The Republic of Tunisia is the northernmost country in Africa. It is part of the Maghreb region of North Africa, bordering Algeria to the west and southwest, Libya to the southeast, and the Mediterranean Sea to the north and east. It houses the archaeological sites of Carthage dating back to the 9th century BC, as well as the Great Mosque of Kairouan.
Tunisia is known for its ancient architecture, markets and blue shores, it covers approximately 164,000 km2 and has a population of around 12 million. It contains the eastern end of the Atlas Mountains and the northern part of the Sahara Desert, and much of the remaining territory of Tunisia is arable land. With almost 1,300 km of coastline, it includes the African junction of the western and eastern parts of the Mediterranean basin. Tunisia is home to the northernmost point of Africa – Cape Angel, and its capital and largest city is Tunis, located on its northeastern coast, after which the country gets its name.

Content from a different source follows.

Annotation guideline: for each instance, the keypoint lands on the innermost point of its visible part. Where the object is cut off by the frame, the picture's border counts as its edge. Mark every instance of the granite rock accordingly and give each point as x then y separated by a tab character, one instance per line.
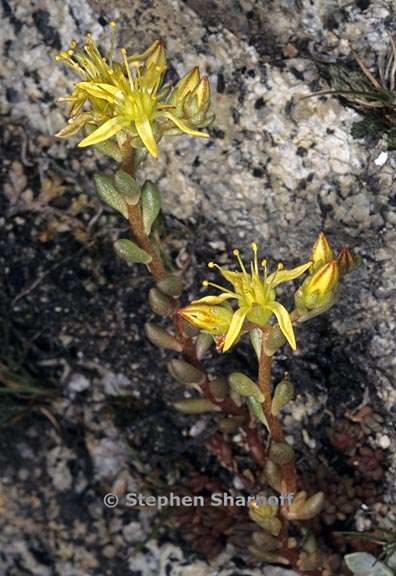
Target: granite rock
277	169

The third blog post in the series of travelogues about Tunisia will be dedicated to the capital of this unusual North African country – Tunis, as well as an extraordinary town that reminds many of Santorini in Greece – Sidi Bou Said. Tunis is the most populated city and also the capital of the Republic of Tunisia. It is also the capital of the province of the same name since its creation in 1956. Located in the north of the country, at the bottom of the Gulf of Tunis, from which it is separated by Lake Tunis, the city stretches over the coastal plain and the surrounding hills. Its historical heart is the medina, which is on the UNESCO World Heritage List. A modest town placed in the shadow of Carthage, Kairouan, then Mahdia, was finally designated as the capital on September 20, 1159, under the impulse of the Almohads, and then confirmed in its status under the Hafsid Dynasty in 1228 and the country’s independence on March 20, 1956.

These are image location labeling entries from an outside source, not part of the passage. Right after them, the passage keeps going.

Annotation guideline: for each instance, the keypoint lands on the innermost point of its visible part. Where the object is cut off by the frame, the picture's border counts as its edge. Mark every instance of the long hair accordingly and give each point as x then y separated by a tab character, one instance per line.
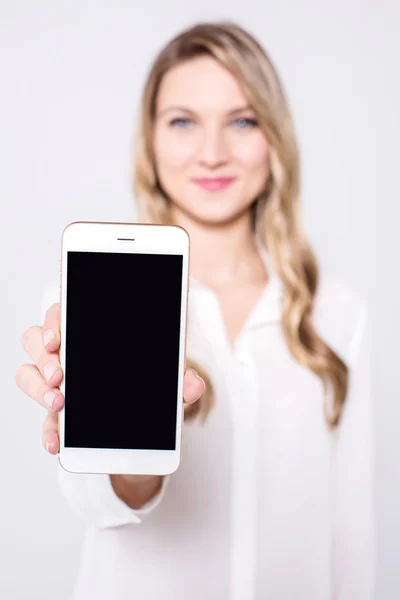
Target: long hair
276	212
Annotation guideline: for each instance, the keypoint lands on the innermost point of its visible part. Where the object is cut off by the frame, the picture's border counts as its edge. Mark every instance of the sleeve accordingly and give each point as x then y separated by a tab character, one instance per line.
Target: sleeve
91	496
354	523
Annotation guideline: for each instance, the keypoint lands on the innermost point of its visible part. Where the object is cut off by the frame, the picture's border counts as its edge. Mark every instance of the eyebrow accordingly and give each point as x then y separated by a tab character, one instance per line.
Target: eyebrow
187	110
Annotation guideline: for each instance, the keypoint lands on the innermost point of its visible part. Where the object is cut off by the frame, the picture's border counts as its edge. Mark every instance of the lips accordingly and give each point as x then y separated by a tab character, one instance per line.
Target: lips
213	183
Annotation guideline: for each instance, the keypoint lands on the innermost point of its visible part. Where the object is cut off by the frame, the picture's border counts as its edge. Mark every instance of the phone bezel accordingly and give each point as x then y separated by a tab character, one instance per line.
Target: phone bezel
134	238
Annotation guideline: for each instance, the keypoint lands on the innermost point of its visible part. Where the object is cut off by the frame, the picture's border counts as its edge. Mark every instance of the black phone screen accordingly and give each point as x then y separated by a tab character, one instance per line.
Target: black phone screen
123	315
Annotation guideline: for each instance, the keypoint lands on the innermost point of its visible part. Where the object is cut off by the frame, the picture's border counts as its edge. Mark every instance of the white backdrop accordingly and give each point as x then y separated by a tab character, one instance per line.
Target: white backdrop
71	73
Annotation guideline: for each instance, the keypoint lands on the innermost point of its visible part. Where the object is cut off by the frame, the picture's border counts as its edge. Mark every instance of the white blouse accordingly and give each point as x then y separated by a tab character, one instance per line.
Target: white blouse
267	503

Tunis is the economic and commercial capital of the Republic of Tunisia. The density of the network of roads and highways and the structure of the airport make it the central point of national transport. This situation is the result of a long evolution, especially of centralized conceptions that give a significant role to capital and tend to concentrate institutions there to the extreme. In 2014, the population of the municipality of Tunis was approximately 650,000 inhabitants according to the census of the National Institute of Statistics. However, during the 20th century, the agglomeration developed to a great extent outside the municipality’s borders, spreading over four governorates, Tunis, Ariana, Ben Arous and La Manouba. Greater Tunis had 2,643,695 inhabitants in 2014, or about 14% of the country’s population. In 2017, Tunisia was ranked as the fifth Arab city in which to live well
The city of Tunis is built on a series of hills, which culminates at forty meters above sea level and slopes gently towards Lake Tunis, but presents a steep slope in the opposite direction. These hills, which follow the slopes of the Ariane and correspond to the places called Notre-Dame de Tunis, Ras Tabia, La Rabta, La Kasbah, Montfleuri and La Manoubia, have altitudes that barely exceed 50 meters.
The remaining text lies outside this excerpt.